Comment sauver les huîtres, moules, palourdes et autres coquillages décimés par les maladies et les parasites? « Vivaldi », un consortium européen réunissant une centaine de scientifiques, piloté depuis le sud-ouest de la France, mène l’enquête.
L’ensemble de la filière conchylicole de l’Union européenne (UE) est concernée: depuis une dizaine d’années, une surmortalité des huîtres creuses et plates, juvéniles et adultes, donc commercialisables, est observée en France, en Espagne, en Italie et en Irlande. Même constat préoccupant pour les palourdes, les coques et, dans une moindre mesure, les coquilles Saint-Jacques. Pour sauver la profession et les assiettes des gastronomes, la Commission européenne a lancé un appel d’offres, remporté en 2016 par un consortium de 21 partenaires issus de onze pays européens, regroupés au sein du projet « Vivaldi ». Chef d’orchestre de cet ensemble d’une centaine de scientifiques, une antenne de l’Ifremer (Institut français de recherche pour l’exploitation de la mer) à La Tremblade, dans le sud-ouest, où Isabelle Arzul, spécialiste en parasitologie, coordonne les recherches entamées voici plus d’un an. « Nous n’étudions pas les causes de mortalité mais la détection et la description des maladies pour savoir comment prévenir et diminuer leur impact sur les coquillages », souligne la chercheuse.

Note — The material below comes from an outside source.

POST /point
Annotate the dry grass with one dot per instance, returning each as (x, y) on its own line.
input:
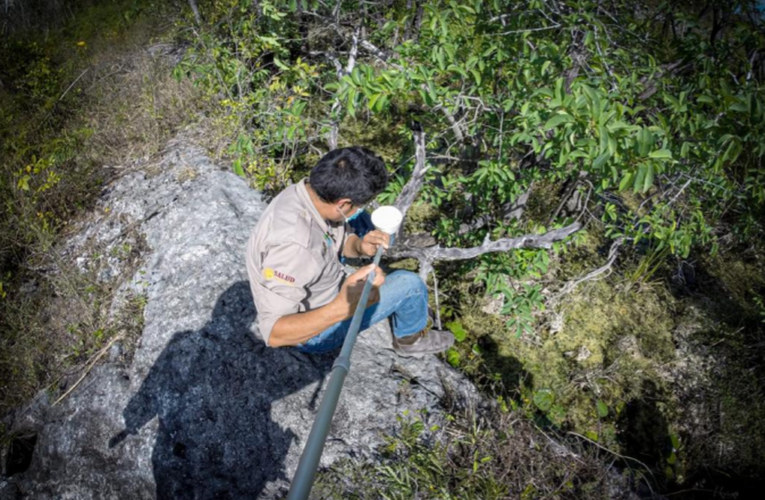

L’un des principaux objectifs de « Vivaldi » est de produire une famille d’huîtres creuses génétiquement plus résistante aux maladies. « C’est aussi le cas pour la palourde et c’est une première », assure Isabelle Arzul.

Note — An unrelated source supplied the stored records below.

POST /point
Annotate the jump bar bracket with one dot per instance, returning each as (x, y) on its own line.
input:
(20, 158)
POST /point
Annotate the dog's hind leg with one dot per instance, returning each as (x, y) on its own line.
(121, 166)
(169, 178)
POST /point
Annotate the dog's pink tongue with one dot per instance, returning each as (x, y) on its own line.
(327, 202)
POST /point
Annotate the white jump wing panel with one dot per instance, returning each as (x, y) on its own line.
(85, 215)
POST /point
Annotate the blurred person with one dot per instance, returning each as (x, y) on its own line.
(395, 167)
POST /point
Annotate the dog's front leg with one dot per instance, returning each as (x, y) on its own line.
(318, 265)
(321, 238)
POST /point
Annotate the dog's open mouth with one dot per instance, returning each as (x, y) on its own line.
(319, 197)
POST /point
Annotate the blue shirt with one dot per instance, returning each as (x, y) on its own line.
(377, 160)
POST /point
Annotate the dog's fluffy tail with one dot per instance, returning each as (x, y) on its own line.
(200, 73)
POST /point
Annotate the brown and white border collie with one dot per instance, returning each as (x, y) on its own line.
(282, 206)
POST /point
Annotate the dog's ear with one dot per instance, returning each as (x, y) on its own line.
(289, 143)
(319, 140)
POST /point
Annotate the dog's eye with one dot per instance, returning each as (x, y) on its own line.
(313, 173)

Pour cela, les chercheurs infectent des mollusques et observent comment ils se défendent: « Il y a sans doute toujours eu co-évolution entre coquillages et maladies. Mais aujourd’hui ça pose problème », résume-t-elle. Selon la scientifique, la fréquence de ces problèmes semble s’accentuer non seulement en Europe mais aussi en Australie ou en Nouvelle-Zélande. « C’est pourquoi Vivaldi fédère un réseau international avec la Chine, l’Afrique du sud, les deux Amériques, le Japon, etc., pour améliorer les connaissances », explique la chercheuse.
« Désarmés »
« Vivaldi » ne rendra son rapport qu’en 2020 mais a déjà engrangé de premiers résultats: « Nous avons mis au point des capteurs capables de détecter l’ADN des virus, des bandes plastiques qui sont plongées dans l’eau pendant quinze jours. Cela n’avait jamais été fait avant », indique Isabelle Arzul. Acidité des eaux, pollution, augmentation de la température de la mer : « Vivaldi » a ciblé ses recherches sur un certain nombre de facteurs environnementaux jouant un rôle dans les épidémies récentes. « On observe un déplacement de l’aire de reproduction de l’huître creuse vers le nord. On trouve désormais des sites en Norvège », sous l’effet du réchauffement climatique, autant de déséquilibres qui peuvent perturber les cycles des bivalves et les rendre plus vulnérables.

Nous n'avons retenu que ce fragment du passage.